Что Сорокин нагонит кого угодно, Вязов хорошо знал, но оставлять пост проступок непозволительный:
– Не стоит, Слава. Все равно домой скоро не попаду, а жена уже с тещей договорилась. – Он полез в карман, достал бумажник. В отдельном кармашке лежал рецепт: – Черт, за руганью забыл рецепт выложить.
– Тем более. – Продолжал соблазнять водитель: – А к вам домой, может, сумеем заскочить. Кто знает, как день сложится…
– Ладно, только смотри в оба. Чуть что, газуй в аптеку. – Майор хлопнул дверцей и бегом направился к подворотне. Аптека действительно находилось рядом. Народу в ней не было. Только у окошка с надписью «рецептурный отдел» стояла дама лет пятидесяти. По крепким формам и розовым щекам дамы, Вязов предположил, что лекарство требуется не ей, и ошибся.
– Знаете, я «Капилар» два месяца пила. Никакого результата.
– Возьмите «Глазолин». – Посоветовала аптекарша.
– Вы думаете, он лучше. А сколько стоит «Глазолин»?
– Двести двадцать.
– Нет, пожалуй, я должна посоветоваться с врачом. И потом что-нибудь от давления. Вчера было сто сорок пять на восемьдесят… Стоит мне понервничать, как давление поднимается…
Вязов сам начинал нервничать. Дама вела себя так, будто пришла ни в аптеку, а гости. Она и не думала уходить, а начала подробно излагать продавщице симптомы множества болезней, которыми якобы страдала. Вязов нервно посмотрел на часы. Они показывали ровно половину одиннадцатого.
– Нельзя ли поскорее? – Поторопил он женщину.
– Молодой человек, со здоровьем не шутят. Сколько мне нужно, столько я и буду консультироваться с работником аптеки.

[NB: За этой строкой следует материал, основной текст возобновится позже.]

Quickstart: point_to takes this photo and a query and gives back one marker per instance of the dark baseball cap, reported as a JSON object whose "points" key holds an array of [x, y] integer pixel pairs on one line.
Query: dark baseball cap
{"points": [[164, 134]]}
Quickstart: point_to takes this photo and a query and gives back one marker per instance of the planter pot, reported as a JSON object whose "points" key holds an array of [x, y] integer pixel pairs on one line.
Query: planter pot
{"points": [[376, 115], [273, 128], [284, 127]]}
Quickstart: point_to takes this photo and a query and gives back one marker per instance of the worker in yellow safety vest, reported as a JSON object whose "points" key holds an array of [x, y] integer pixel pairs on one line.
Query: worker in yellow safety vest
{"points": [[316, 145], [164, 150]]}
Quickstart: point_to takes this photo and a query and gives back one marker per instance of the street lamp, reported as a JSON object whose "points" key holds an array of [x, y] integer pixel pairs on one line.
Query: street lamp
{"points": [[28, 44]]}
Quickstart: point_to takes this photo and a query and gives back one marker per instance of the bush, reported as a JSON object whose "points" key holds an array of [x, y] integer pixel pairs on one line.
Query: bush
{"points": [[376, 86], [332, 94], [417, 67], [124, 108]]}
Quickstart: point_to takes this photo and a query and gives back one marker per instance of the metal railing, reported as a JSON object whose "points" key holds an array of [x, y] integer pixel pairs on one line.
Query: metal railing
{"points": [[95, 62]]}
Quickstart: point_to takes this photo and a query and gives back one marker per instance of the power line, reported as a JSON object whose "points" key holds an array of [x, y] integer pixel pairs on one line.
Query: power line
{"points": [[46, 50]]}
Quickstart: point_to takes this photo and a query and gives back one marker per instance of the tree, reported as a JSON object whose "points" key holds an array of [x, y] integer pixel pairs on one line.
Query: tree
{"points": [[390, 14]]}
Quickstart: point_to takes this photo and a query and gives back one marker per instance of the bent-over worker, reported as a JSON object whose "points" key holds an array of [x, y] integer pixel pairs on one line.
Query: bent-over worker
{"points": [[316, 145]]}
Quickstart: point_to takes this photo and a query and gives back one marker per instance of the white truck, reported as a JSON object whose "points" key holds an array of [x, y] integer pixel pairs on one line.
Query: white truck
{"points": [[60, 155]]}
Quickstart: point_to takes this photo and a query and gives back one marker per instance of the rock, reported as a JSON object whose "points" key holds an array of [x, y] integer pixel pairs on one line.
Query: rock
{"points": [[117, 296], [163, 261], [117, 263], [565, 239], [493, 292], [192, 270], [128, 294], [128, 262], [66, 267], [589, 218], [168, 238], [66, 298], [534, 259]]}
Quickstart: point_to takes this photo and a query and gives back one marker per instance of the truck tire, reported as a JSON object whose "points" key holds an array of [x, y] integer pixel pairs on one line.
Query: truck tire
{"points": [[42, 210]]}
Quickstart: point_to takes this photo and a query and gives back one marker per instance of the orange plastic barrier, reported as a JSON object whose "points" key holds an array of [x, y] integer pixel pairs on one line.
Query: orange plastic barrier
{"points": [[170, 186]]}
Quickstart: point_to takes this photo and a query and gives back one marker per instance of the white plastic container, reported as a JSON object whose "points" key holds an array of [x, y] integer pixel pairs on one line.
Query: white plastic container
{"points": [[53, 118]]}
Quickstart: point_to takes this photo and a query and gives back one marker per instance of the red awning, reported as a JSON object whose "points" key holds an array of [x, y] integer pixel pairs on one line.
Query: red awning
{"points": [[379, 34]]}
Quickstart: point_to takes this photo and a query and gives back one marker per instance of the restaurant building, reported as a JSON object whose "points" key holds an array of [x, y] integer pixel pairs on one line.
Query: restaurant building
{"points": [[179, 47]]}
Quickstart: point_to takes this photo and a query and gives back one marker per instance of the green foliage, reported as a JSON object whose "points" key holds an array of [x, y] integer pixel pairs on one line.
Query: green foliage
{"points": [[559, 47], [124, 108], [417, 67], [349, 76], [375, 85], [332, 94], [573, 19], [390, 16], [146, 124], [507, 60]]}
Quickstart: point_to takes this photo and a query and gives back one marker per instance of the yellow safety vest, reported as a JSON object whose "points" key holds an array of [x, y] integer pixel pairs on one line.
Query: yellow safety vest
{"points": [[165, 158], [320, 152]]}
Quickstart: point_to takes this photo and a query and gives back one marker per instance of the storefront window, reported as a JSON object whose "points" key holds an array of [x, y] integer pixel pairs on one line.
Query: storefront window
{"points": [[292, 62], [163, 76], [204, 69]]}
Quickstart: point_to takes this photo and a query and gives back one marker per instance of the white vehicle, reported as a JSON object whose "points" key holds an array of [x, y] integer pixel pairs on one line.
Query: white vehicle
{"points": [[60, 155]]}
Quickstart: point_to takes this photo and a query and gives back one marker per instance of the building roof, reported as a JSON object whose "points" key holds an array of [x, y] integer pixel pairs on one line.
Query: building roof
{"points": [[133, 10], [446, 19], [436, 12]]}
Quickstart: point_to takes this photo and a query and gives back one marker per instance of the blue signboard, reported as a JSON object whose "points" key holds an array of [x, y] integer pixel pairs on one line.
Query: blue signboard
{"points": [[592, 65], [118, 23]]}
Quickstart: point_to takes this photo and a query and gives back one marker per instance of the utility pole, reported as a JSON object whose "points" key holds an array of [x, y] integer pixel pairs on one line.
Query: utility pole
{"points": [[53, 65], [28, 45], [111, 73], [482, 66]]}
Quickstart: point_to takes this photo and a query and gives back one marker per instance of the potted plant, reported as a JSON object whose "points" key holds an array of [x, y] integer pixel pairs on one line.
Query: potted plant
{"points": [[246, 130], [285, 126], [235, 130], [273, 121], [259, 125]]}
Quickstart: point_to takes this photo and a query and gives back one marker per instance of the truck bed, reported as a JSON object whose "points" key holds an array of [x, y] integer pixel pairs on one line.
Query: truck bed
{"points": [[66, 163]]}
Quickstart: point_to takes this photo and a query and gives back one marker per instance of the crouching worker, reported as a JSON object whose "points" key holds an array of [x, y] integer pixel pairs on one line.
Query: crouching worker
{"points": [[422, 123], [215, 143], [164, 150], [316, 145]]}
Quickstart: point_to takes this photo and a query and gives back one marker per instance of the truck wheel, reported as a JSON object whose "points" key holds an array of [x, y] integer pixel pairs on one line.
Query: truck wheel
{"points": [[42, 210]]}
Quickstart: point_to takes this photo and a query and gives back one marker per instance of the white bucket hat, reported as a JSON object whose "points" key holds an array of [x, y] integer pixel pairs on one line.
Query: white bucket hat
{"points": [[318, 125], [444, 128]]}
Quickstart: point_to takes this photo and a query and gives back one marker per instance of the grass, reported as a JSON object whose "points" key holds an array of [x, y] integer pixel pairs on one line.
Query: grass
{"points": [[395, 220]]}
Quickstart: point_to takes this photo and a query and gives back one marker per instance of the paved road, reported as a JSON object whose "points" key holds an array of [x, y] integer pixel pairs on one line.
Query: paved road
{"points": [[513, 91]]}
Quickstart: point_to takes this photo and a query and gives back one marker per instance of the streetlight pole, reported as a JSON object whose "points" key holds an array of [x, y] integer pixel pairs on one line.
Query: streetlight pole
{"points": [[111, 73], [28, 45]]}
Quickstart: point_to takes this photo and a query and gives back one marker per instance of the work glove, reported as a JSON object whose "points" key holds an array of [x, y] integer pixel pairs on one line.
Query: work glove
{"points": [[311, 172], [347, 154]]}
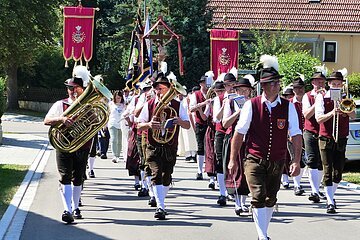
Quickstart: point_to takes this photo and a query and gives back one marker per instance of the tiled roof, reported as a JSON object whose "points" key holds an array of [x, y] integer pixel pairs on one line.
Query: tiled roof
{"points": [[295, 15]]}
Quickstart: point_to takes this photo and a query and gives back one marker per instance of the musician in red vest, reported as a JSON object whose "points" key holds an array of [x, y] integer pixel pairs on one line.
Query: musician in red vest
{"points": [[332, 151], [299, 91], [71, 166], [161, 157], [311, 134], [264, 119], [197, 106], [218, 111]]}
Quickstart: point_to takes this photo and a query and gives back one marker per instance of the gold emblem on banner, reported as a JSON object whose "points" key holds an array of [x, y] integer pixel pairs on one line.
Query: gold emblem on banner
{"points": [[78, 36], [224, 57]]}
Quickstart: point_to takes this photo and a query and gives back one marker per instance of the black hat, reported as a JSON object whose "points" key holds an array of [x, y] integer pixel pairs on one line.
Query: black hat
{"points": [[75, 81], [229, 78], [269, 75], [243, 82], [161, 79], [202, 79], [288, 91], [336, 76], [218, 85], [298, 82], [318, 75]]}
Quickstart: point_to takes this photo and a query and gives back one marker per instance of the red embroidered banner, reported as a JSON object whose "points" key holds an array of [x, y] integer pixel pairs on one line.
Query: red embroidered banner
{"points": [[224, 46], [78, 33]]}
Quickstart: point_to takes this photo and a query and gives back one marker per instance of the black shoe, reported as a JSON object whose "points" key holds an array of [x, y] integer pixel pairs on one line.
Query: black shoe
{"points": [[330, 208], [286, 185], [80, 203], [230, 197], [314, 197], [143, 192], [322, 195], [67, 217], [152, 202], [298, 191], [222, 200], [77, 214], [91, 174], [160, 214], [137, 186], [212, 185]]}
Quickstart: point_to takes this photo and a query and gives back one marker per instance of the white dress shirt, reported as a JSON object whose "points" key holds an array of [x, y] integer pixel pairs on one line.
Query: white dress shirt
{"points": [[244, 122]]}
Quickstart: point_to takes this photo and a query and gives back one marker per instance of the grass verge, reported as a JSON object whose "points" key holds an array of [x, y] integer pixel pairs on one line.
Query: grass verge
{"points": [[11, 177]]}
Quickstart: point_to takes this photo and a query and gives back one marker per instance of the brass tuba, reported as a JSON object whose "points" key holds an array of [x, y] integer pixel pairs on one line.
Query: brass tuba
{"points": [[89, 113], [163, 112]]}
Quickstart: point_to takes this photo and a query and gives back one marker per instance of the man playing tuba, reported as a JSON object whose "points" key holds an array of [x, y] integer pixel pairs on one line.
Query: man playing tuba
{"points": [[161, 155], [71, 166]]}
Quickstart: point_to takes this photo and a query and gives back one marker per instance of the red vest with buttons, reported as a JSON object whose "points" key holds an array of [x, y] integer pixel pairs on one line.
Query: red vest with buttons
{"points": [[268, 133], [218, 126], [174, 141], [199, 99], [298, 108], [311, 124], [326, 128]]}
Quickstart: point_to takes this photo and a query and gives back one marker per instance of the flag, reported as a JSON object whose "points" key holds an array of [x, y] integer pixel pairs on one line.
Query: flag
{"points": [[78, 33], [139, 62], [224, 45]]}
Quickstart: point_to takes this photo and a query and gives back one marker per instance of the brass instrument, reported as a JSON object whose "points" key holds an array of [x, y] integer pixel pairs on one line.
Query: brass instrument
{"points": [[89, 113], [210, 94], [163, 112]]}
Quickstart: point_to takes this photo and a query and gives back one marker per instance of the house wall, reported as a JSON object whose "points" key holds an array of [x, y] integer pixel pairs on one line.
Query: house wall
{"points": [[348, 50]]}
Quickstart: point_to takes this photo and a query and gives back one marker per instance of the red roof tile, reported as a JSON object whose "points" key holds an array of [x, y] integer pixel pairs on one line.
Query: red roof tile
{"points": [[295, 15]]}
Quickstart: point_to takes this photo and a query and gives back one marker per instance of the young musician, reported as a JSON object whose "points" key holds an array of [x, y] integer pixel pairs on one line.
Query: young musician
{"points": [[332, 151], [161, 157], [71, 166]]}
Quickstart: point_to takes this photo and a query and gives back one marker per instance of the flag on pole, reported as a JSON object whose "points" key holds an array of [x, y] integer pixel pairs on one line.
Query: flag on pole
{"points": [[224, 45]]}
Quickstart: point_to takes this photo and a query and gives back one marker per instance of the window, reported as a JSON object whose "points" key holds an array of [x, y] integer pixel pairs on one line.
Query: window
{"points": [[330, 49]]}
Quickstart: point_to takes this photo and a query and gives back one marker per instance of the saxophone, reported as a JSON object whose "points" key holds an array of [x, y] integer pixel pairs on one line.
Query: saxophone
{"points": [[89, 112]]}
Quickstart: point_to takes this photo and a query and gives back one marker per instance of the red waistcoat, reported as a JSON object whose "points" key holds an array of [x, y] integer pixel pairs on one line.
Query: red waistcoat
{"points": [[268, 133], [218, 126], [199, 99], [311, 124], [174, 141], [326, 128]]}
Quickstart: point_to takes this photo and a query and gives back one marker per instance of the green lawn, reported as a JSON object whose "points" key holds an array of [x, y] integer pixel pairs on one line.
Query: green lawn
{"points": [[11, 177]]}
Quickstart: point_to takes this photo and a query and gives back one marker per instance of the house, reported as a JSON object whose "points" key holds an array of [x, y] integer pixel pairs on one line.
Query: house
{"points": [[330, 29]]}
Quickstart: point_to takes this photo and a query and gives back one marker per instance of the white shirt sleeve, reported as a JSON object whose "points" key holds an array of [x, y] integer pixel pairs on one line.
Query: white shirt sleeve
{"points": [[144, 114], [216, 109], [305, 103], [193, 101], [244, 121], [319, 106], [293, 121]]}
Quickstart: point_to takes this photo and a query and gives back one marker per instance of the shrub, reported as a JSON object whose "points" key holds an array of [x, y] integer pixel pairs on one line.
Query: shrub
{"points": [[354, 85]]}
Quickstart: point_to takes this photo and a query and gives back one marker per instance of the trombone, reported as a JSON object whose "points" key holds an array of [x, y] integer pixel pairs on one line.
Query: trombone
{"points": [[346, 105]]}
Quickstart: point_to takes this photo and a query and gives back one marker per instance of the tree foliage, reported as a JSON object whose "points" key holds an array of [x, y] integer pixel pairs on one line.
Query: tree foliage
{"points": [[293, 63]]}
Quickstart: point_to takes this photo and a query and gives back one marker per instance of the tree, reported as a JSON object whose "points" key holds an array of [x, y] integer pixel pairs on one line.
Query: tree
{"points": [[25, 26]]}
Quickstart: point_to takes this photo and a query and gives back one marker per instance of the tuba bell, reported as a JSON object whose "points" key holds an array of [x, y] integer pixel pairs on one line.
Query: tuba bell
{"points": [[89, 113], [163, 112]]}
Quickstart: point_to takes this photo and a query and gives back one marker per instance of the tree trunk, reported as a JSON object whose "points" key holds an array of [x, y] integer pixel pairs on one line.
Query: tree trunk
{"points": [[12, 87]]}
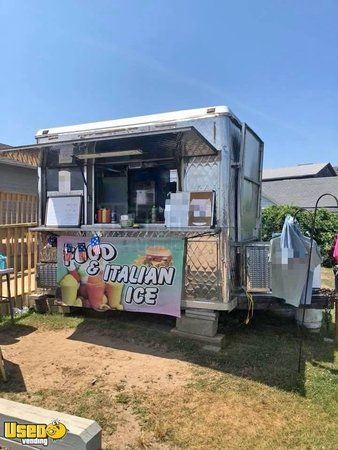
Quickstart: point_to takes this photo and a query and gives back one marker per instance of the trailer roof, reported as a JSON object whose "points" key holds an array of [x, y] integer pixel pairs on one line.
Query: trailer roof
{"points": [[151, 119]]}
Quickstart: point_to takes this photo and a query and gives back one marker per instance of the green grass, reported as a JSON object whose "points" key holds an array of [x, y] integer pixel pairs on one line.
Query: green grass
{"points": [[248, 396]]}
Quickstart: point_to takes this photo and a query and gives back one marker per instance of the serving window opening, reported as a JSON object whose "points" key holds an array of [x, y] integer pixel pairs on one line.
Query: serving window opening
{"points": [[139, 190]]}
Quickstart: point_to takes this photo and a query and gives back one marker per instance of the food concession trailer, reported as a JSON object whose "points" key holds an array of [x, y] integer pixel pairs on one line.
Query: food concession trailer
{"points": [[152, 213]]}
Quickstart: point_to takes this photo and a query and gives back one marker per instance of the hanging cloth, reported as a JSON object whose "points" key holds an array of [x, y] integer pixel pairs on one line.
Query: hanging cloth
{"points": [[335, 250], [289, 256]]}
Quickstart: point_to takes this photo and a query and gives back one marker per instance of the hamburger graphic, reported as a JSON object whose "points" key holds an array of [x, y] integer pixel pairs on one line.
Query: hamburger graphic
{"points": [[156, 256]]}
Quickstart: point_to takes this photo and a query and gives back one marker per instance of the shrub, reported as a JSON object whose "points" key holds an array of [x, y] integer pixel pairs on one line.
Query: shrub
{"points": [[326, 227]]}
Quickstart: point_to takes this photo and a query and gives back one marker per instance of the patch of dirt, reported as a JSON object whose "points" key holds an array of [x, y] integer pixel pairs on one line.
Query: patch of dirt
{"points": [[51, 359]]}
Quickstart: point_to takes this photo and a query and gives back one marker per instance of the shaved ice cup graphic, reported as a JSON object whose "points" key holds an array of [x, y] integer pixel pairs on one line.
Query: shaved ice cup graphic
{"points": [[69, 287], [114, 294], [95, 291]]}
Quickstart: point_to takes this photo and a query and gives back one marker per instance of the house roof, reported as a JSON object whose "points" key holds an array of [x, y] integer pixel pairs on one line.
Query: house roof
{"points": [[299, 171], [301, 192]]}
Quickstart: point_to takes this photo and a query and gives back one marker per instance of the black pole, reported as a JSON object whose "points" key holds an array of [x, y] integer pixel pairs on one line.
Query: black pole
{"points": [[313, 224]]}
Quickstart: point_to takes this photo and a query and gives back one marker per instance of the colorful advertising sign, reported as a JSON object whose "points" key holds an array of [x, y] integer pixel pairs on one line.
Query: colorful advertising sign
{"points": [[124, 274]]}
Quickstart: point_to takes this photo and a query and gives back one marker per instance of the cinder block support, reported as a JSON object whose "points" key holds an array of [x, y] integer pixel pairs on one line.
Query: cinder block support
{"points": [[82, 434], [200, 322]]}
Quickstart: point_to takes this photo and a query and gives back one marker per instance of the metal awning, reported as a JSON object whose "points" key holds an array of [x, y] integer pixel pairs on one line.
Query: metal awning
{"points": [[188, 140]]}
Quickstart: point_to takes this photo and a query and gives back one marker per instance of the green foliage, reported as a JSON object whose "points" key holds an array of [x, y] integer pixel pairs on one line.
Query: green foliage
{"points": [[326, 227]]}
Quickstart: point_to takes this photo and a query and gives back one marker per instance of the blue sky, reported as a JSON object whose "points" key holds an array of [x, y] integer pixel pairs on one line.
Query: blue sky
{"points": [[273, 62]]}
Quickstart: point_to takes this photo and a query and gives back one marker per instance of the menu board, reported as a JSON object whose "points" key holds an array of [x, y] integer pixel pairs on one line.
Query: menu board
{"points": [[63, 211]]}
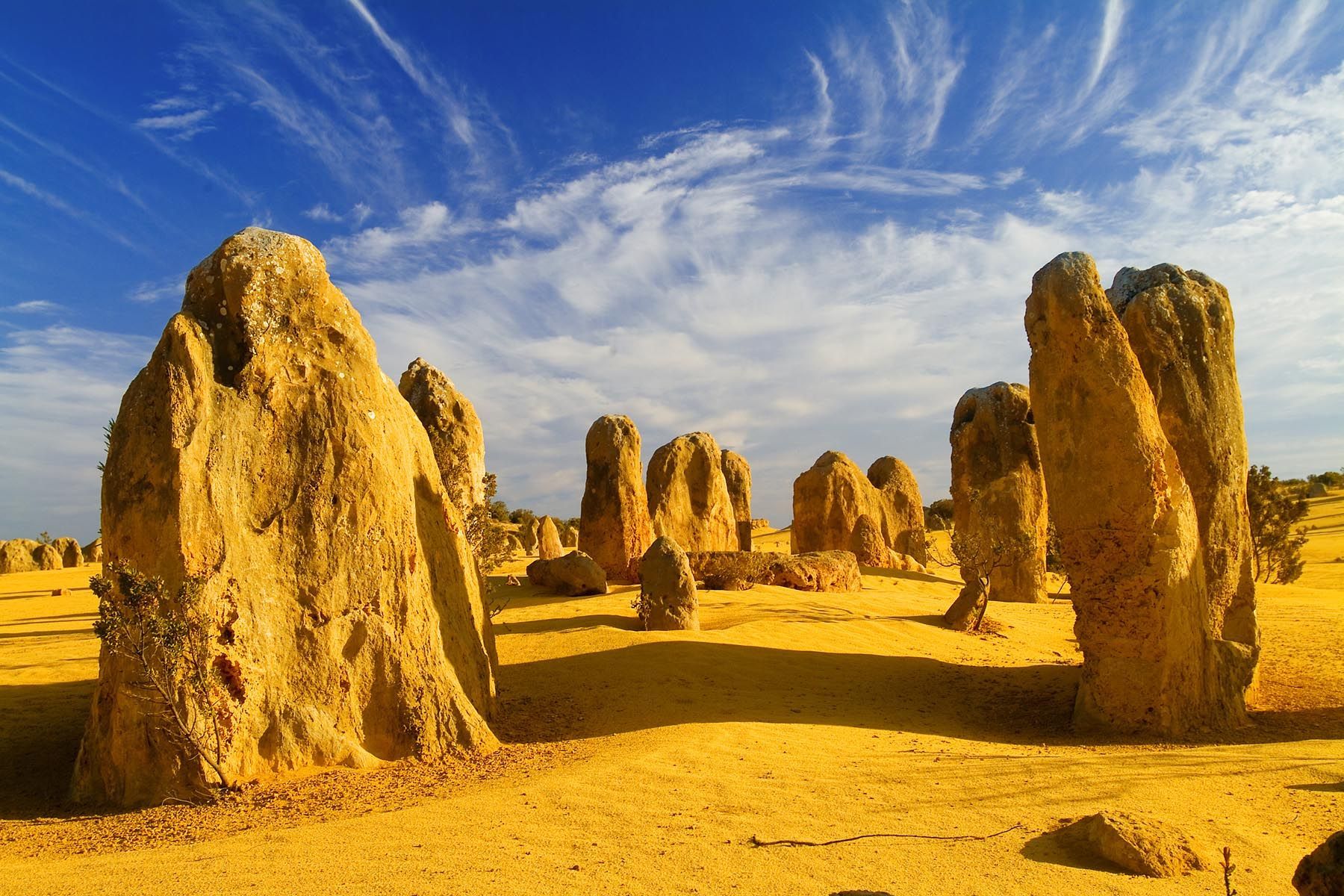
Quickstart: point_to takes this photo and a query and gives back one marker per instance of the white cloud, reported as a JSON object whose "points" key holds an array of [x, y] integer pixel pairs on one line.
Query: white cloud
{"points": [[58, 386]]}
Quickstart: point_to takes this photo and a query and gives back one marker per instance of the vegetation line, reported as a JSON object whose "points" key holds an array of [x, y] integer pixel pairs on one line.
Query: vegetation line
{"points": [[757, 841]]}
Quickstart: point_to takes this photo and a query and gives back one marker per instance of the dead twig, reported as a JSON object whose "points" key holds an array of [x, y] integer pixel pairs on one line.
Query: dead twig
{"points": [[757, 841]]}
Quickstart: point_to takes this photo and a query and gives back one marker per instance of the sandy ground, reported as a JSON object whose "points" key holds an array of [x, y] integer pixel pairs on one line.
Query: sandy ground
{"points": [[647, 763]]}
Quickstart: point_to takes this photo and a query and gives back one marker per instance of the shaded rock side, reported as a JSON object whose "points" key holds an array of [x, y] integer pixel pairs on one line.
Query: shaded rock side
{"points": [[453, 428], [1137, 844], [1127, 521], [813, 571], [264, 453], [547, 539], [574, 575], [615, 517], [688, 494], [830, 497], [1322, 871], [668, 600], [998, 488], [1180, 329], [867, 544], [737, 473]]}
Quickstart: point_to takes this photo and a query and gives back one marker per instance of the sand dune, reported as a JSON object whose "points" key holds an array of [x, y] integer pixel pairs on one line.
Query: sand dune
{"points": [[647, 762]]}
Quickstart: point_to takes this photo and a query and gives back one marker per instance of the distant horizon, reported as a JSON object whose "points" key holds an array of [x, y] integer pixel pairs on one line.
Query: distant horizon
{"points": [[796, 227]]}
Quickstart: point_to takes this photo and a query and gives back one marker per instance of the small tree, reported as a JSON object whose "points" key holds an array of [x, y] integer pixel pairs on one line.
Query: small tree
{"points": [[1276, 538], [979, 555], [169, 640]]}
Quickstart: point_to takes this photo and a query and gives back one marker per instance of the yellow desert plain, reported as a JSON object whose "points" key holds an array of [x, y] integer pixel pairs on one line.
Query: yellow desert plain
{"points": [[653, 762]]}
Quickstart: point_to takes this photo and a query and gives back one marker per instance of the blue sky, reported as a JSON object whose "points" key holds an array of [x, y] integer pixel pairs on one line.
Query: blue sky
{"points": [[796, 226]]}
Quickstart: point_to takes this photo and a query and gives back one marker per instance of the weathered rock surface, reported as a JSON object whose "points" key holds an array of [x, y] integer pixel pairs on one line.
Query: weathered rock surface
{"points": [[667, 588], [1137, 844], [898, 485], [1322, 871], [830, 497], [998, 488], [72, 554], [867, 544], [264, 454], [813, 571], [16, 555], [967, 610], [615, 519], [1127, 521], [46, 556], [1180, 329], [688, 494], [455, 432], [547, 539], [574, 575], [737, 472]]}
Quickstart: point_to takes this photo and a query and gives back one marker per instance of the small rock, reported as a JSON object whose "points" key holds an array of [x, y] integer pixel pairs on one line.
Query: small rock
{"points": [[1322, 872], [1139, 844]]}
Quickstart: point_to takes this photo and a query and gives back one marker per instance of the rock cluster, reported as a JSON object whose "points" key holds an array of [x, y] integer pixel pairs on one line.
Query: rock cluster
{"points": [[27, 555], [813, 571], [574, 575], [737, 472], [667, 588], [998, 488], [688, 494], [833, 494], [264, 457], [1127, 519], [615, 517], [455, 432]]}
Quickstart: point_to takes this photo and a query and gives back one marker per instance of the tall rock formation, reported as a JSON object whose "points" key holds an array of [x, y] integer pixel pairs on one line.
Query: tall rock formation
{"points": [[1180, 329], [615, 516], [1127, 520], [455, 432], [998, 488], [264, 460], [547, 539], [668, 598], [830, 497], [688, 494], [737, 472]]}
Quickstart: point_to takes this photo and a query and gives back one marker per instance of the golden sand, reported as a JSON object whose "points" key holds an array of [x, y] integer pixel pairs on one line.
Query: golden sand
{"points": [[647, 762]]}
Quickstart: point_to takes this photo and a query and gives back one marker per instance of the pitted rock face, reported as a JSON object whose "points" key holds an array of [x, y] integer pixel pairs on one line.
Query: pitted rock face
{"points": [[615, 519], [830, 499], [668, 598], [998, 488], [1180, 329], [688, 494], [455, 432], [264, 453], [867, 543], [1127, 521], [737, 473], [547, 539]]}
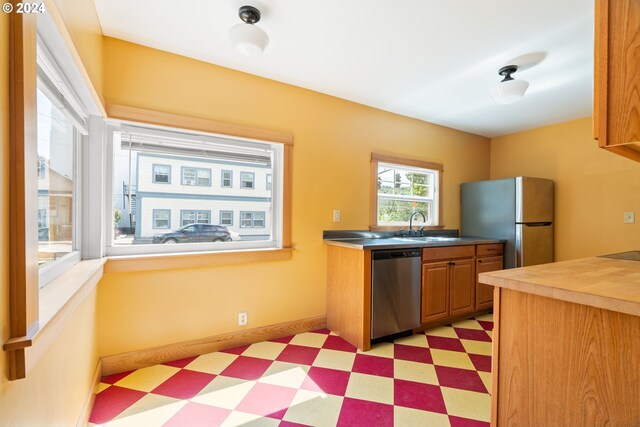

Отреагировать на это заявление майору не удалось. Напротив витрины с визгом притормозила машина Управления. Вязов бросился на улицу. Он не успел занести правую ногу, а Слава уже тронул. Усевшись на ходу, майор захлопнул дверцу и посмотрел вперед. Серого Крайслера он не увидел:
– А где иномарка?
– Товарищ майор, они в черной «Волге». Видите, выворачивает к вокзалам?
Вязов заметил задний бампер черной машины. Волга» скрывалась за поворотом:
– Вижу. А в чем дело?
– Ровно в десять тридцать эта тачка подкатила к подъезду. Находился ли кто в салоне с водителем, я не разглядел. Стекла затемненные. Буквально тут же вывалилась из подъезда наша троица, и «Волга» рванула с места. Я даже номера не успел засечь. – Все это Слава сообщал, проделывая адские виражи. Через минуту «Волгу» они нагнали.
Вязов вздохнул с облегчением. Мало того, что лекарства сыну он так и не купил, а еще чуть не упустил подопечных. Теперь хоть можно расслабиться. Как водить по городу объект, Славу учить не надо. Сорокин умел садиться на хвост любой машине, оставаясь вне поля зрения находившихся в ней товарищей. И сейчас, судя по спокойному поведению водителя, ни сам водитель «Волги», ни его пассажиры, о существовании «хвоста» не догадывались. Они, чинно останавливаясь у светофоров, докатили до конца Щелковского шоссе. «Волга» ушла на МКАД и повернула на Восток.